Understanding BSE and CJD Advances Vaccines and Diagnostic Tests

Embargo until 00.01hrs - 19 March 1999

Understanding BSE and CJD Advances Vaccines and Diagnostic Tests

A team of UK researchers have made a major advance in understanding how the brain protein involved in BSE in cattle and Creutzfeldt Jakob Disease (CJD) in humans causes so much damage, according to new research published in the current issue of Science magazine.

Prion diseases, such as BSE and scrapie in animals, and CJD in humans all involve conversion of a normal cell protein, known as the prion protein or PrP, into an abnormal or rogue form. This rogue PrP is thought to be the infectious "prion" which causes these diseases. It replicates by converting normal PrP into more rogue PrP, setting off a chain reaction which leads to its progressive accumulation and brain damage. The difference between the normal and rogue forms of PrP is known to relate to their shape but until now just how the conversion from normal to abnormal PrP takes place has remained a mystery.

Now researchers have managed to capture this remarkable and unprecedented change in a test tube, as Professor John Collinge at the Imperial College School of Medicine and Director of the Medical Research Council Prion Unit, who led the research team explains: "There are two major building blocks from which proteins are constructed, known as alpha helices and beta sheets. Normal PrP is nearly all alpha structure, while the rogue form is largely beta. Using a genetically engineered form of normal soluble prion protein, we have managed to capture, for the first time, the moment when the change occurs.

"We now know that the conversion involves breaking a single bond in the molecule using conditions which exist normally within cells. This remarkable property of prion protein is unprecedented: no other protein has yet been shown to be able to exist in two such entirely unrelated shapes," continued Professor Collinge.

Furthermore, this protein, when placed in concentrations of salt seen normally in the brain, forms clumped, aggregated material indistinguishable from the rogue form which accumulates in the brain in BSE and CJD. For the first time this provides an explanation of how these prions actually replicate.

This research, funded jointly by the Wellcome Trust, the world's largest medical research charity, and the Medical Research Council (MRC) represents a major advance in understanding the key events in prion disease. Armed with this new information, it should be possible to make antibodies which detect beta-PrP specifically, offering the opportunity of new diagnostic tests for prion disease in humans and animals. Knowing how the switch from normal to rogue occurs could help researchers develop new drugs. It may in the future be possible to use beta-PrP to develop new strategies for therapies and prevention of prion disease.

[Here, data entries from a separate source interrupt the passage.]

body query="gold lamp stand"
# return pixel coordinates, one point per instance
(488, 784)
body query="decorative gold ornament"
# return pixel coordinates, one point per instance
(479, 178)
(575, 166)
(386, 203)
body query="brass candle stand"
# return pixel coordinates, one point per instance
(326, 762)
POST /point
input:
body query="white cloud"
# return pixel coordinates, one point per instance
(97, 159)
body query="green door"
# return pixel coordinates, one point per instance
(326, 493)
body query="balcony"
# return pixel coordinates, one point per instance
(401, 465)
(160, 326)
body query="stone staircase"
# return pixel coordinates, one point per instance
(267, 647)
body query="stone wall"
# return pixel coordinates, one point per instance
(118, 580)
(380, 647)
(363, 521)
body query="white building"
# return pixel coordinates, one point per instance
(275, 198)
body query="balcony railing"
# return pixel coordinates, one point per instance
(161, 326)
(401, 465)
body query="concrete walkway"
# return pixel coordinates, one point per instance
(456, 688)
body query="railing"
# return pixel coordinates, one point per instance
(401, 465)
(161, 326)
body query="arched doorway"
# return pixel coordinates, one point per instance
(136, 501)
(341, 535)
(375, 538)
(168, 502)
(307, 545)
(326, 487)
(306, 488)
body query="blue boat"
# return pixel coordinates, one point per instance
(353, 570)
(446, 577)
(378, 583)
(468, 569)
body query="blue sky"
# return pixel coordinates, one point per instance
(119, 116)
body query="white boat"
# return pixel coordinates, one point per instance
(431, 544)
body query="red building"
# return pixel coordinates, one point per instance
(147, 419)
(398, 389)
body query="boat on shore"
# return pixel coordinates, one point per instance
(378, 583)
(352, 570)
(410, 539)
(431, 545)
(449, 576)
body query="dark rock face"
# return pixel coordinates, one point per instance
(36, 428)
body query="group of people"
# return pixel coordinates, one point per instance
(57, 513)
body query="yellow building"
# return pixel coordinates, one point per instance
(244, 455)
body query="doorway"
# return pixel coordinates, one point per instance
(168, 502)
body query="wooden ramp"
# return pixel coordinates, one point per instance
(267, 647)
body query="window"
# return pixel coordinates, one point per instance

Professor Collinge said: "Understanding how to inter-convert the prion protein between its alpha and beta forms opens up new research directions to understand CJD and BSE. While this leads to the possibility of developing much better diagnostic tests, our eventual goal of an effective treatment for these devastating brain diseases still remains an enormous challenge".

Professor John Collinge was working in collaboration with Dr Tony Clarke of the University of Bristol and the MRC Prion Unit, Dr John Waltho at Sheffield University and Professor Helen Saibil at Birkbeck College.

For further information: Ifeanyi Uwechue ([email protected]) / Noorece Ahmed / Catherine Nestor Wellcome Trust Press Office Tel: 0171 611 8612/8540 / 8846 Fax: 0171 611 8416 Pager: 01893 366023

Notes to Editors: 1. Professor Collinge is a Principal Research Fellow of the Wellcome Trust, and is Director of the Medical Research Council Prion Unit. He is also a consultant neurologist at St. Mary's Hospital and the National Hospital for Neurology and Neurosurgery in London.

2. The Wellcome Trust is the world's largest medical research charity with an annual spend of £300 million. The Wellcome Trust supports more than 3,000 researchers, at 300 locations, in 30 different countries - laying the foundations for the healthcare advances of the next century and helping to maintain the UK's reputation as one of the world's leading scientific nations. As well as funding major initiatives in the public understanding of science, the Wellcome Trust is the country's leading supporter of research into the history of medicine.

3. The Medical Research Council (MRC) established since 1913, aims to improve health by promoting research into all areas of medical and related science. It is funded mainly by the government, but is independent in its choice of which research to support. About half of the MRC's expenditure of £323.8 million is invested in over 40 of its Institutes and Units, where it employs its own research staff. The remaining half goes in the form of grant support and training awards to individuals and teams in universities and medical schools.